Spreading dynamics of an infection in a growing population

TL;DR

This paper extends classical FKPP models to describe the spreading of bacteriophages in exponentially growing bacterial populations, revealing a novel speed selection mechanism influenced by wave shape.

Contribution

It introduces a new model for infection spread in growing populations, accounting for host mobility and exponential growth, which was not addressed in previous static models.

Findings

Infected host waves grow exponentially alongside the infection front.

Wave speeds can be faster or slower depending on host growth and mobility.

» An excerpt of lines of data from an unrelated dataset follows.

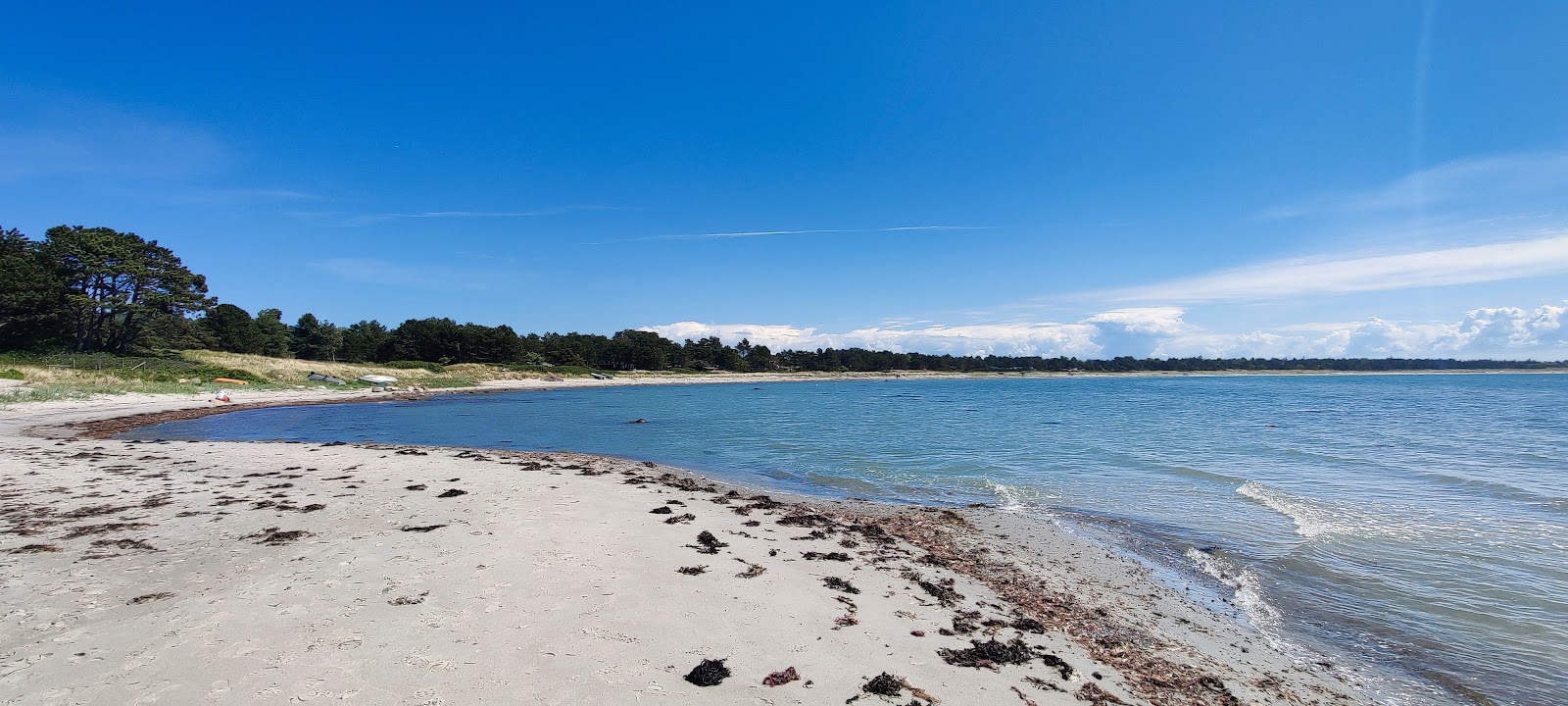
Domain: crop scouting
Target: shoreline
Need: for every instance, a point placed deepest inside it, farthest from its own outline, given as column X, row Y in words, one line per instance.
column 101, row 429
column 1123, row 627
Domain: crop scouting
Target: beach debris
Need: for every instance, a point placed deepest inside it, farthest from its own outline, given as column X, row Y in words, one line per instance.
column 710, row 672
column 33, row 549
column 408, row 600
column 780, row 679
column 805, row 522
column 839, row 584
column 125, row 543
column 706, row 543
column 885, row 684
column 1098, row 695
column 753, row 570
column 988, row 655
column 943, row 592
column 104, row 530
column 1029, row 625
column 1042, row 684
column 274, row 537
column 1060, row 666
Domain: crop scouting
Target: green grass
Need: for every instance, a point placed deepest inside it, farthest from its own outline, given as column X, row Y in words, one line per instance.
column 433, row 368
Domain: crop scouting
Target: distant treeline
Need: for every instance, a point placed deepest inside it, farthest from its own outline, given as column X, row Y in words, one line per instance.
column 96, row 289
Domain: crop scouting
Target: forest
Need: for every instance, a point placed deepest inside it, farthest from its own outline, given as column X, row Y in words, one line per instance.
column 102, row 290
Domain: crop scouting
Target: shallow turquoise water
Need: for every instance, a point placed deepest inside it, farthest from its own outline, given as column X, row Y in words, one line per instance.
column 1415, row 522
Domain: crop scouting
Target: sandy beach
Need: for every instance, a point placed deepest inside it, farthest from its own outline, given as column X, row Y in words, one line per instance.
column 192, row 573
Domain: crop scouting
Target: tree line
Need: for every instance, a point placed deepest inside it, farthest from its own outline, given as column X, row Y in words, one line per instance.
column 96, row 289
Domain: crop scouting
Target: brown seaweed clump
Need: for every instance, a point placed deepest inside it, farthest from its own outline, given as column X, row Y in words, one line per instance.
column 708, row 543
column 839, row 584
column 988, row 655
column 780, row 679
column 710, row 672
column 883, row 684
column 274, row 535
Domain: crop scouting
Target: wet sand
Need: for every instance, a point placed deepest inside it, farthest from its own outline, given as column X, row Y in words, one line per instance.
column 192, row 573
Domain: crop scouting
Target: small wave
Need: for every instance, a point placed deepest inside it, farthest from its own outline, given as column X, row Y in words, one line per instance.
column 1501, row 491
column 1007, row 494
column 1200, row 475
column 1244, row 584
column 1316, row 520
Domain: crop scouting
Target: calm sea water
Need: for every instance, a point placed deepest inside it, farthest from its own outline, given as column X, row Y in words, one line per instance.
column 1411, row 522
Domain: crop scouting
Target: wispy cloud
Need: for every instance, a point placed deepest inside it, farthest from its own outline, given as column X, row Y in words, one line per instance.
column 1502, row 331
column 752, row 234
column 1361, row 274
column 52, row 135
column 384, row 217
column 1465, row 187
column 378, row 272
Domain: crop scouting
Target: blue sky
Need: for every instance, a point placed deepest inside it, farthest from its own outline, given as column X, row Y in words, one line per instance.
column 1089, row 179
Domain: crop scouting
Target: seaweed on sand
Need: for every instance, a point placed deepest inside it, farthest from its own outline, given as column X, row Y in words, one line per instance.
column 753, row 570
column 943, row 593
column 839, row 584
column 990, row 653
column 706, row 543
column 780, row 679
column 710, row 672
column 274, row 535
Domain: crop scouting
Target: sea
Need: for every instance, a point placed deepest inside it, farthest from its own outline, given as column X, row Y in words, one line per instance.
column 1408, row 530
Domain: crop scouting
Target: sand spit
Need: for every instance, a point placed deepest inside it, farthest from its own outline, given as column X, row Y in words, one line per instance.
column 190, row 573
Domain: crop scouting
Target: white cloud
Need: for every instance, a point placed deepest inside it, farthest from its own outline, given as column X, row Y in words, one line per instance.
column 1361, row 274
column 1164, row 333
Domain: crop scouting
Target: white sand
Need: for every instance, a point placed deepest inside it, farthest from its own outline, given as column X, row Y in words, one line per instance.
column 543, row 585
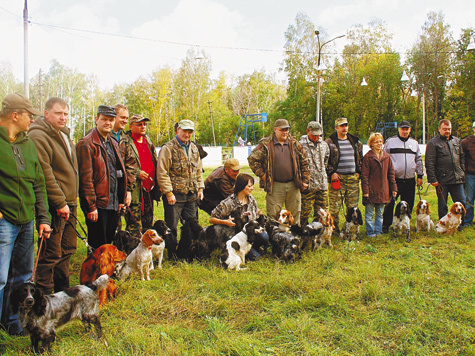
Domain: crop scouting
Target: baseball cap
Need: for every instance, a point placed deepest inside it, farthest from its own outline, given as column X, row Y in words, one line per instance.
column 186, row 125
column 315, row 128
column 232, row 163
column 19, row 101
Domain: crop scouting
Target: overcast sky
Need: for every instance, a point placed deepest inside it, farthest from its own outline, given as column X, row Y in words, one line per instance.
column 155, row 33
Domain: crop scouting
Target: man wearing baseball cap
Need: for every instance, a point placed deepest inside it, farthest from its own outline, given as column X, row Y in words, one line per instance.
column 102, row 182
column 315, row 196
column 281, row 164
column 407, row 162
column 180, row 177
column 220, row 184
column 140, row 160
column 22, row 199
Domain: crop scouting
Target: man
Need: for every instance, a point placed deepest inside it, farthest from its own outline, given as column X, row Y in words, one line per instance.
column 220, row 184
column 140, row 160
column 120, row 122
column 57, row 156
column 180, row 176
column 407, row 163
column 344, row 168
column 315, row 196
column 281, row 164
column 445, row 164
column 102, row 183
column 22, row 194
column 468, row 146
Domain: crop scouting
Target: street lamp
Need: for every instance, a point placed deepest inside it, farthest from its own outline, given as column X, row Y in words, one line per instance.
column 319, row 70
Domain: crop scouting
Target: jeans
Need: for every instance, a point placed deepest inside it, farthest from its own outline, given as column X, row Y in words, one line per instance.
column 456, row 193
column 370, row 210
column 16, row 266
column 470, row 195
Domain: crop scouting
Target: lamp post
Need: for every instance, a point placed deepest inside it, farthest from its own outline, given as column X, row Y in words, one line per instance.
column 319, row 70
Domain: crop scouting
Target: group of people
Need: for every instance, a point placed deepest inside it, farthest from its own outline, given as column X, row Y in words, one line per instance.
column 117, row 173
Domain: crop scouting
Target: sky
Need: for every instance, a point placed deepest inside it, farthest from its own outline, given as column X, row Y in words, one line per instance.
column 121, row 40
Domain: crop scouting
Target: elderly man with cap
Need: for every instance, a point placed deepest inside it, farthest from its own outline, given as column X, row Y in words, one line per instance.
column 281, row 164
column 180, row 177
column 407, row 162
column 140, row 160
column 468, row 146
column 22, row 196
column 220, row 184
column 344, row 170
column 315, row 196
column 102, row 182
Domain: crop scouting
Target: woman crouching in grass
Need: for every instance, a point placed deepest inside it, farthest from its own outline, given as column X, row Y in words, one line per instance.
column 378, row 183
column 243, row 201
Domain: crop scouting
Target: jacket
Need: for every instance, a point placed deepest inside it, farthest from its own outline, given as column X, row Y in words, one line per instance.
column 177, row 172
column 468, row 146
column 334, row 158
column 377, row 178
column 131, row 159
column 406, row 157
column 22, row 186
column 445, row 160
column 261, row 161
column 94, row 173
column 59, row 165
column 317, row 153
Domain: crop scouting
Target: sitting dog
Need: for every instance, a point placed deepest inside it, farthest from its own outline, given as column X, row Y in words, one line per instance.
column 105, row 260
column 140, row 259
column 351, row 227
column 450, row 222
column 41, row 314
column 423, row 221
column 402, row 220
column 239, row 245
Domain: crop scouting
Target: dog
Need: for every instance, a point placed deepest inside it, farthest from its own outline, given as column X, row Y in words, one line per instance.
column 450, row 222
column 41, row 314
column 238, row 246
column 423, row 221
column 351, row 227
column 402, row 220
column 106, row 259
column 140, row 259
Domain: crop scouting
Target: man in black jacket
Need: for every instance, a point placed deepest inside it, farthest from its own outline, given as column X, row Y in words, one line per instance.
column 445, row 166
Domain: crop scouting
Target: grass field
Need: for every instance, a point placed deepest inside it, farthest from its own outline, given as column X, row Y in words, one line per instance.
column 373, row 297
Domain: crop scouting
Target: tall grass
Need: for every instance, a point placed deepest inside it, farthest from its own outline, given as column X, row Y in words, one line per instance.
column 374, row 297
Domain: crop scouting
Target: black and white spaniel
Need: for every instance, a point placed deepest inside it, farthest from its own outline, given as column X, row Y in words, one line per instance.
column 351, row 227
column 41, row 314
column 402, row 220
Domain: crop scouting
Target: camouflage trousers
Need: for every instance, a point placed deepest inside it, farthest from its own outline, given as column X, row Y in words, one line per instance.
column 349, row 192
column 312, row 200
column 137, row 220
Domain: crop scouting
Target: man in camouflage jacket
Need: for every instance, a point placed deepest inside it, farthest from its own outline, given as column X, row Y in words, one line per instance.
column 281, row 164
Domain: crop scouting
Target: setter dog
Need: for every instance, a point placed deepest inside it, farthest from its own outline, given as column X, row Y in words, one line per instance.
column 102, row 261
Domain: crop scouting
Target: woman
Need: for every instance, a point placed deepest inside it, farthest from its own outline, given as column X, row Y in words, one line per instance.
column 243, row 200
column 378, row 183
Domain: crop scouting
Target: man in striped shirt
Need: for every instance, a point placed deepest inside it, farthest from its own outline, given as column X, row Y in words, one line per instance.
column 344, row 169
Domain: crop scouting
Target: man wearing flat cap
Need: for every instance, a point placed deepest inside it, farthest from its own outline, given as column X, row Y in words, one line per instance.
column 344, row 170
column 102, row 182
column 140, row 160
column 220, row 184
column 407, row 162
column 180, row 177
column 315, row 196
column 22, row 199
column 281, row 164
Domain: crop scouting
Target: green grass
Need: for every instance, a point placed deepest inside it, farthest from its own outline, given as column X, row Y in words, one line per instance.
column 374, row 297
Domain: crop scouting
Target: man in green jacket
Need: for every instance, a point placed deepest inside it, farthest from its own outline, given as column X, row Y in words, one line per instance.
column 22, row 193
column 57, row 156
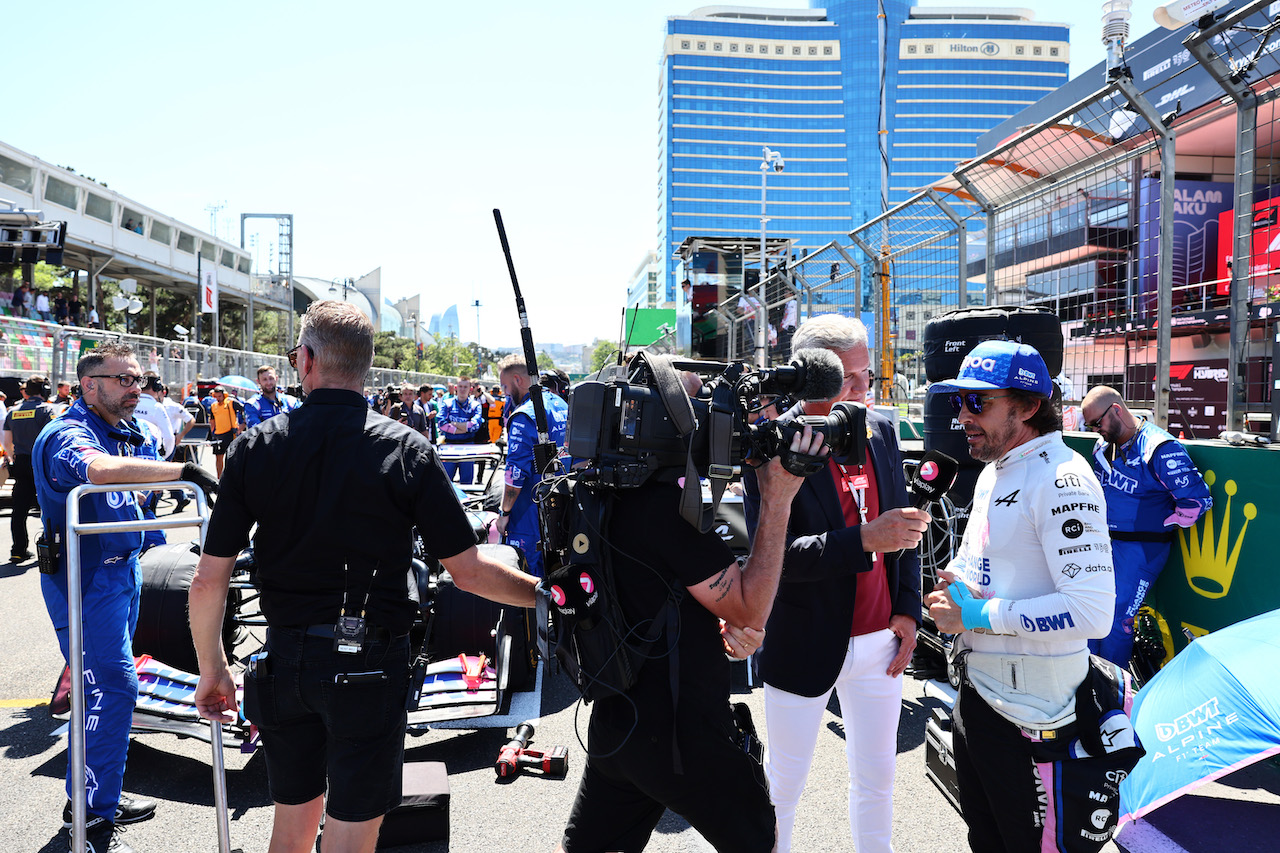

A new speed selection mechanism based on wave shape was identified.

Abstract

Bacteriophages spreading through populations of bacteria offer relatively simple, tuneable systems for testing mathematical models of range expansion. However, such models typically assume a static state into which to expand, which is not generally valid for bacterial-bacteriophage populations, where both the host (bacteria) and the infectious agent (bacteriophage) have similar growth rates. Here, we build on the classical FKPP theory of expanding fronts to study an infectious bacteriophage front propagating into an exponentially growing population of bacteria, focusing on the situation where the hosts are also mobile, e.g., swimming bacteria. In this case, both the infectious agent and the infected host populations take on the form of self-similar travelling waves with a fixed wave speed, as in FKPP theory, but the infected host wave also grows exponentially. Depending on the population under consideration, wave speeds are either advanced or retarded compared to the non-growing case. We identify a novel speed selection mechanism in which the shape of the bacteriophage wave controls these various wave speeds. We propose experiments to test our predictions.